You're gruff but kind. Knowledgeable about smithing and local gossip.
Available locations: forge, tavern, market, armory, my home.
Available emotes: wave, nod, shrug, laugh, sigh.
Respond in 1-2 sentences. Call tools to move or emote naturally.
NEVER break character. NEVER mention you're an AI.
`;
3. Function calling (OpenAI format)
const response = await openai.chat.completions.create({
model: 'gpt-4o-mini',
messages,
tools: [
{ type: 'function', function: { name: 'walk_to', parameters: {
type: 'object', properties: { location: { type: 'string' } }
}}}
],
});
const call = response.choices[0].message.tool_calls?.[0];
if (call) {
const args = JSON.parse(call.function.arguments);
npc.walkTo(args.location);
}
4. Memory
- Short-term: last 10-20 turns in messages array.
- Long-term: summary inserted into system prompt. "Summarize this conversation" every N turns.
- World state: inject scene facts into system prompt.
5. Latency budgets
- GPT-4 (full): ~2s per turn. Feels slow in-game.
- GPT-4o-mini / Claude Haiku: ~500-800ms. Acceptable.
- Llama 3 8B running locally: ~300ms. Best, needs WebGPU.
- Stream tokens: start TTS / lip sync on first token, hide latency.
6. Live demo — NPC chat (mock)
A mock LLM (rule-based) responds. In production: hit your API with the pattern above.
Grenna (dwarven blacksmith, Fenhold) is ready to chat.
7. Platforms (packaged)
- Inworld AI: personality + voice + memory.

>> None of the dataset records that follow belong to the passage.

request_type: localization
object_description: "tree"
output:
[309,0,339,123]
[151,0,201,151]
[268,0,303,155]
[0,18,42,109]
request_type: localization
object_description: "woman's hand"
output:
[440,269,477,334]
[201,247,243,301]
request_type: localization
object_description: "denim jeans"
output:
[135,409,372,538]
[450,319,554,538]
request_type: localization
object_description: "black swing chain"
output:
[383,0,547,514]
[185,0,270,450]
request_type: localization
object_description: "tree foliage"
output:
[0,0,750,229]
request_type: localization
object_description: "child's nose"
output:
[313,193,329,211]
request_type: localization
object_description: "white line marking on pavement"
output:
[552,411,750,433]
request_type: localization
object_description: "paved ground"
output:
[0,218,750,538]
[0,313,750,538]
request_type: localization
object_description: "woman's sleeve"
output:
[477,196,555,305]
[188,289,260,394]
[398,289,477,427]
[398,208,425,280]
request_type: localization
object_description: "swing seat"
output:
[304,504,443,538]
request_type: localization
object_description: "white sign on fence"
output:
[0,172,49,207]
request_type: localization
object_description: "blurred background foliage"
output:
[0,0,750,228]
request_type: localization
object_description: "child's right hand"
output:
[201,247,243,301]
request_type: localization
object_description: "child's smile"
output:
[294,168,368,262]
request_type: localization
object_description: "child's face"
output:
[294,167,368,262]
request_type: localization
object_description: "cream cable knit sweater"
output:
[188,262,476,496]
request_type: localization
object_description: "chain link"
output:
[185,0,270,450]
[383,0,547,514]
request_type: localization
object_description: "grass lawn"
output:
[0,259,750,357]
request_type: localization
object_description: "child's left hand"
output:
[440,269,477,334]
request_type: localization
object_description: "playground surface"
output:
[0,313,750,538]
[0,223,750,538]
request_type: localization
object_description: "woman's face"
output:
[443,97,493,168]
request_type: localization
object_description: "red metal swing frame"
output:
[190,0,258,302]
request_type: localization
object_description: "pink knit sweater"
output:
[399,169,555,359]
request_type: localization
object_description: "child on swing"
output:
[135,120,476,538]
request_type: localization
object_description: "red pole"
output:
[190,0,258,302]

- Convai: similar; Unity/Unreal SDKs.
- NVIDIA ACE: NPC framework, voice + facial.
- Replica: voices.
8. Privacy / safety
- Never send user credentials.
- Rate-limit per player.
- Block prompt-injection attempts ("ignore previous instructions…") with pre-filter.
- Content filter: OpenAI's moderation API before displaying.
9. Cost
GPT-4o-mini: $0.15/M input tokens, $0.60/M output. Average chat = 500 tokens = $0.0003/turn. 1000 players × 50 turns/session = $15/session/1000 players. Manageable.
10. Takeaways
- LLM as NPC brain via chat API + function calling.
- System prompt = personality + available actions.
- Short-term memory in messages array. Long-term via summaries.
- GPT-4o-mini or Claude Haiku for latency.
- Stream tokens to start lip sync early.
- Content safety + rate limits critical.